A function executes in zero simulation time — no #, @, or wait allowed — and returns a value. A task may consume time and block, but returns results only through output/ref arguments. The testbench consequence: anything that touches the clock (driving pins, waiting for a response) must be a task; pure computation (CRC, compare, format) should be a function.

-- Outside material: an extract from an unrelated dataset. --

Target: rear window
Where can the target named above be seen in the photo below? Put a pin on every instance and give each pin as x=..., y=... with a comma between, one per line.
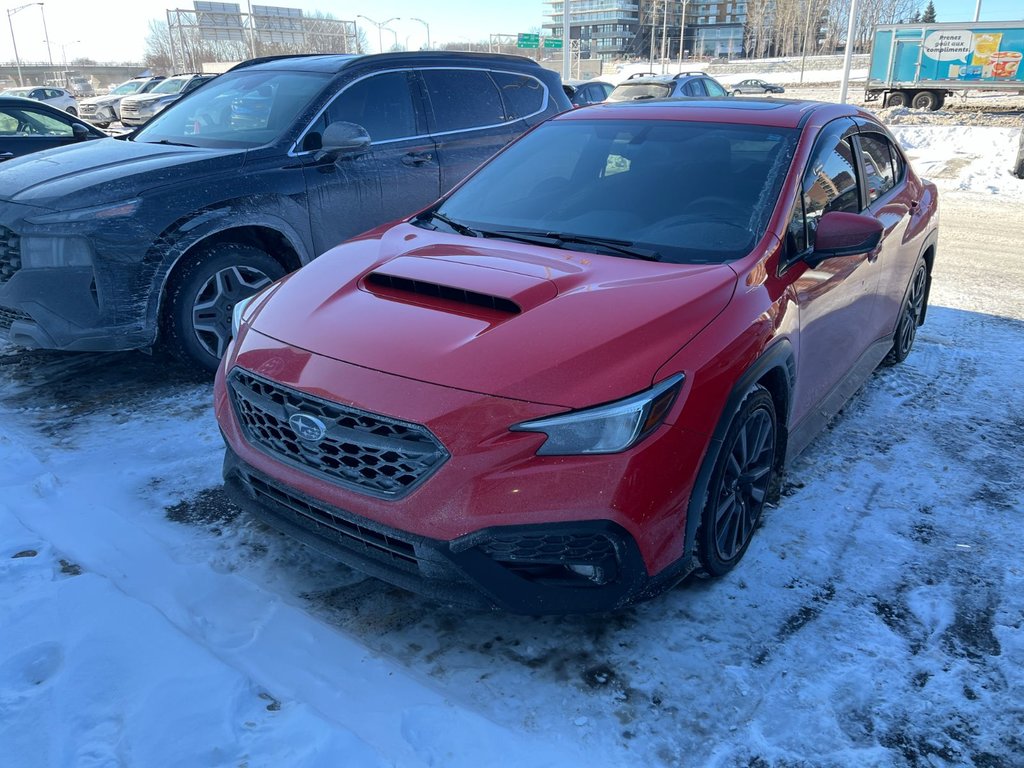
x=634, y=91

function automatic logic [7:0] crc8(input logic [7:0] d);
return d ^ 8'h07; // zero-time computation
endfunction
task automatic drive_byte(input logic [7:0] d);
@(posedge clk); // consumes time — must be a task
data <= d;
valid <= 1;
@(posedge clk);
valid <= 0;
endtaskFollow-up: "Why mark them automatic in a testbench?" — Static (the default in modules) means one shared copy of arguments and locals; two concurrent calls — fork branches, or two agents — corrupt each other's variables. automatic gives each call its own stack frame.
Junior vs senior: a junior says "tasks can have delays." A senior adds the automatic-vs-static trap and notes that class methods are automatic by default but module tasks are not — the bug appears exactly when you move code between them.
Q: Packed vs unpacked arrays — what is the difference?
Packed dimensions (before the name, logic [7:0][3:0] x) form one contiguous vector — bit-addressable, sliceable, usable in arithmetic, and synthesizable as a single bus. Unpacked dimensions (after the name, logic [7:0] mem [256]) are a collection of separate elements — the natural model for memories and lookup tables. Packed maps to wires; unpacked maps to storage.
logic [3:0][7:0] word; // packed: 32 contiguous bits
logic [7:0] mem [0:255]; // unpacked: 256 separate bytes
word = 32'hAABBCCDD; // whole-vector ops legal
byte2 = word[2]; // packed select: 8'hBB
// mem = 32'h0; // ILLEGAL: no whole-array assign from scalar
mem[5] = word[0]; // element access fine
// memory implication:
// packed → one vector, contiguous simulator storage
// unpacked → per-element storage; can't slice across elementsFollow-up: "Can you mix them?" — Yes: logic [7:0] mem [256] is an unpacked array of packed bytes — the standard memory model. Packed dimensions index right-to-left innermost; unpacked left-to-right.
Junior vs senior: a junior gives the before/after-the-name rule. A senior adds what each is for (vectors vs storage), which operations each permits, and the mixed-declaration memory idiom.
Key takeaways
logic = single-driver 4-state everywhere; wire only for true multi-driver nets.
4-state at the DUT boundary, 2-state inside the TB, $isunknown at the crossing.
Nonblocking defers assignment to the NBA region — that is what makes the swap and cross-block determinism work.
always_comb beats always @* on time-zero, function sensitivity, single-writer, and latch checks.
Time-consuming code is a task; computation is a function; both automatic in testbenches.
Common pitfalls
Sampling DUT outputs into bit/int — X silently becomes 0 and the bug hides.
Blocking assignments in clocked blocks — order-dependent races between always blocks.
Static tasks called concurrently from fork branches — shared locals corrupt each other.